Close your eyes and think about a place that is special to you or left a lasting impression. You may not be able to name every feature, but you can describe the scene, what happened there, and how it made you feel. That’s because great places are more than just cool plan features: they’re a collision of different people, behaviors, feelings, and desires coming together and giving a space a life of its own. We may not always be able to put a finger on it, but those places exude style and story – the fodder for making powerful memories.

So why isn’t more placemaking based on a deeper understanding of people and not just how they might use a space, but how they will experience it? After all, this type of thinking is more closely connected to our daily lives and how we perceive the world daily. Can we bring this same level of observation and perception into the design process to engineer the right value for our users instead of value engineering the plan features?

When we look beyond face-value features into the holistic user experience, we can approach visioning and design from a more empathetic perspective of what our target users need rather than serving our personal biases and desires.

We seek to understand: Whom are we designing for? How can they grow with us? What experiences are they currently spending time in? What’s already here and can be reimagined or reinvented to serve them? What new possibilities should we explore to improve their quality of life while they’re with us?

When it comes to creating impactful user experiences, people are the root of all insights and possibilities. By focusing our strategic efforts on learning about and documenting the human condition – joys, rituals, pains, perceptions, dreams – we can begin to identify improvements that serve their needs and guide smarter design decisions.

On a recent public project, RVi was tasked with exploring creative new ways to improve the aesthetics and functionality of the highly trafficked Youngfield Street commercial corridor in Wheat Ridge, Colorado. To gain a better understanding of the opportunity, the team conducted a visioning survey and collaborative user experience workshop with our consultant teams and partners in the city.

In the workshop, we discussed opportunities, challenges, design ideas, and existing efforts in the community before exploring the needs of more than 20 different daily users of the area. From there, we prioritized the needs from functional requirements (most important) to aesthetic expression (least important): the functional requirements became design directives, and expression ideas were developed as visual boards for additional community feedback.
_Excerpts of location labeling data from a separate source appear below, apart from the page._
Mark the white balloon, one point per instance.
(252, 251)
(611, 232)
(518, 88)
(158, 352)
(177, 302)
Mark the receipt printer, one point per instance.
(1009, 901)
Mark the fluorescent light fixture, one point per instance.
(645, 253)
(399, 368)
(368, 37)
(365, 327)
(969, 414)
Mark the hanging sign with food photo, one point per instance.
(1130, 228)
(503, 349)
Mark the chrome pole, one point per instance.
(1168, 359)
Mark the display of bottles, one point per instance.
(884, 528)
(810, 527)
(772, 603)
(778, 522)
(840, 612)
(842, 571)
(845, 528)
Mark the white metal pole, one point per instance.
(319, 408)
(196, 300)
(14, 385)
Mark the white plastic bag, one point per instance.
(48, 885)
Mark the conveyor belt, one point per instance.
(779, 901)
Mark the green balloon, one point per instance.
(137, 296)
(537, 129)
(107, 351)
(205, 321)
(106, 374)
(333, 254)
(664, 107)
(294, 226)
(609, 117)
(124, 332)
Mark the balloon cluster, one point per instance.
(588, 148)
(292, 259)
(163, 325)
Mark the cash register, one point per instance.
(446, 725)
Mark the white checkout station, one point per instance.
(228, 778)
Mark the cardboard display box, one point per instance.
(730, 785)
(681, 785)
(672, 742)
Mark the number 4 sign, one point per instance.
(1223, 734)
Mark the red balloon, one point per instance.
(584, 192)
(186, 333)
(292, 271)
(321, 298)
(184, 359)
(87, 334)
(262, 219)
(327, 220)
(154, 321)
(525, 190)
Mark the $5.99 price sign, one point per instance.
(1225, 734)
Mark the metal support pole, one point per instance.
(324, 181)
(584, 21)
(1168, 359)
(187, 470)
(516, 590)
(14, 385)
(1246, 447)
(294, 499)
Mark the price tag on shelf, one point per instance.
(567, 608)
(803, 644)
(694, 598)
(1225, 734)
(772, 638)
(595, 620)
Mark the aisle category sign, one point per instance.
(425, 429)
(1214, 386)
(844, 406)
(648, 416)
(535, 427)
As community feedback is collected, the prevailing themes will inform a concept story that guides experiential design in five key areas along the corridor. Streetscape design will reflect the needs and priorities established for each area’s top users, as well as creative applications that express the top aesthetic themes – all backed by data based on the needs of our local audience and city stakeholders.

Although this was a public process with required community engagement, this process applies to all types of projects beyond the public realm. This innovation through empathy creates deeper personalization of the project context. It builds understanding through storytelling – a powerful approach to help private developers and builders improve perceived project value and reception by the city during planning and entitlement processes.